Sommes-nous tous égaux face à la douleur ?

Avoir souvent mal au ventre, au dos, à la tête, est-ce être douillette ? Le Dr Delphine Lhuillery, médecin spécialiste du traitement de la douleur, nous explique pourquoi certaines personnes souffrent plus que d'autres.

Sommes-nous tous égaux face à la douleur ?
© 123RF/Andrey Popov

Wim Hof, dit "l'homme de glace", est capable de faire l'ascension de l'Everest en short et tenir deux heures plongé dans une eau glacée. Le tout, sans avoir mal, dit-il. D'autres se blessent un doigt en cuisinant et souffrent une semaine. Alors, sommes nous égaux face à la douleur ? Une médecin spécialiste en la matière nous répond.

"Si vous me posez la question, vous savez déjà qu'on n'est pas tous égaux !" s'exclame le Dr. Delphine Lhuillery. Mais ce serait trop simple d'y répondre par oui ou non. Elle rappelle que la souffrance est toujours causée par une lésion physiologique : "Si certaines douleurs demeurent invisibles avec nos appareils, elles ne sont jamais purement psychologiques."

"En revanche, le ressenti douloureux varie selon les patients", précise-t-elle. Pourquoi ? "Parce que la tête fait effet loupe ! Si l'esprit ne peut pas inventer une douleur, il peut l'augmenter ou la diminuer". Et d'ajouter : "quand on ne va pas bien, le cerveau augmente l'information douloureuse." Les personnes dépressives ou anxieuses ont donc tendance à ressentir la douleur avec plus d'intensité. Contrairement au fameux "homme de glace", Wim Hof, dont le cerveau, avec de l'entraînement et beaucoup de volonté, combat plus facilement la souffrance. D'un point de vue psychologique, donc, nous ne sommes pas tout à fait égaux face aux maux.
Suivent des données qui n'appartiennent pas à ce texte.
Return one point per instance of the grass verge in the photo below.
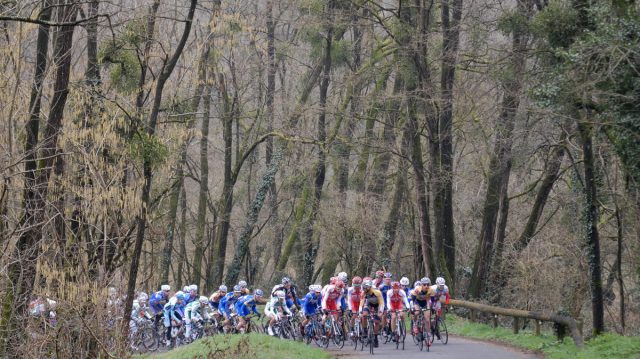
(251, 346)
(608, 345)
Les femmes moins équipées que les hommes face à la douleur ?

La deuxième raison qui nous rend inégaux face au ressenti douloureux ? "Les femmes y sont biologiquement plus sensibles" argumente Delphine Lhuillery. Ce sont nos hormones qui nous permettent de lutter contre un mal. Les hommes et les femmes ne sont pas égaux du tout à ce niveau-là. La testostérone des hommes est d'une part plus efficace, mais surtout plus régulière. "Les hormones féminines (œstrogènes, progestérone) sont mouvantes pendant le cycle. Résultat ? Elles ne sont au top que 24h à 48h par mois !"

Et de préciser : "Plus un corps a expérimenté la douleur, plus il y est sensible". Dans la mesure où les femmes souffrent régulièrement au moment du cycle, elles sont d'autant plus susceptibles d'avoir plus mal qu'un homme sur une même stimulation douloureuse. "Même si mes patientes me rétorquent souvent : quand mon mari a un rhume, c'est la fin du monde. Moi je m'en sors très bien !" plaisante-t-elle. Ceci, Delphine Lhuillery l'explique sur le plan psychologique : comme les femmes sont plus habituées à souffrir de manière chronique, elles sont psychologiquement mieux armées que les hommes pour y faire face.
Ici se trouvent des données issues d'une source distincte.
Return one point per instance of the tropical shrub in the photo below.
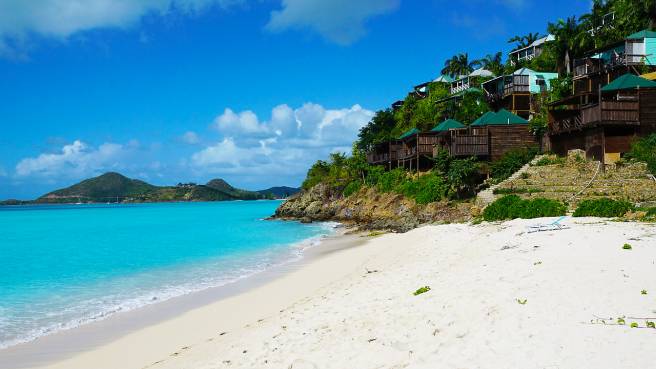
(511, 162)
(427, 188)
(512, 206)
(352, 187)
(606, 208)
(645, 150)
Pour lutter contre une douleur physique, le cerveau sécrète des endomorphines (ou endorphines). Celles-ci effacent une partie du ressenti douloureux. Mais en vieillissant, nos défenses naturelles sont moins performantes et on a plus souvent mal. L'âge, le sexe et la condition psychologique nous rendent inégaux face à la douleur.
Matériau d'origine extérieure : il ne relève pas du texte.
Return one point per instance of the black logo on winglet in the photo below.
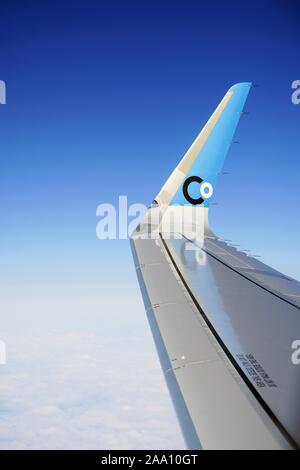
(206, 190)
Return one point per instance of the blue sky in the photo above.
(103, 99)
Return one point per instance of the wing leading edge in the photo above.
(222, 322)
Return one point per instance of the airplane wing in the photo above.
(223, 322)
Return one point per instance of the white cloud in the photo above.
(84, 386)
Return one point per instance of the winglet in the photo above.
(194, 179)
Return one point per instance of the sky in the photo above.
(103, 99)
Hypersensibilité versus insensibilité chronique à la douleur

Il existe deux pathologies de la douleur, aux effets opposés. L'hypersensibilité, due à un trop plein de stimulations douloureuses dans le corps, qui submergent le cerveau et l'empêchent de réagir correctement. Et l'insensibilité congénitale à la douleur (ICD) : maladie génétique particulièrement rare. Chez les patients qui en souffrent, "l'information douloureuse existe, mais est stoppée le long du parcours et n'arrive pas au cerveau", explique la médecin de la douleur. Les patients ne ressentent donc pas qu'ils ont mal. Souvent, cela s'explique par une trop grande sécrétion d'endorphines.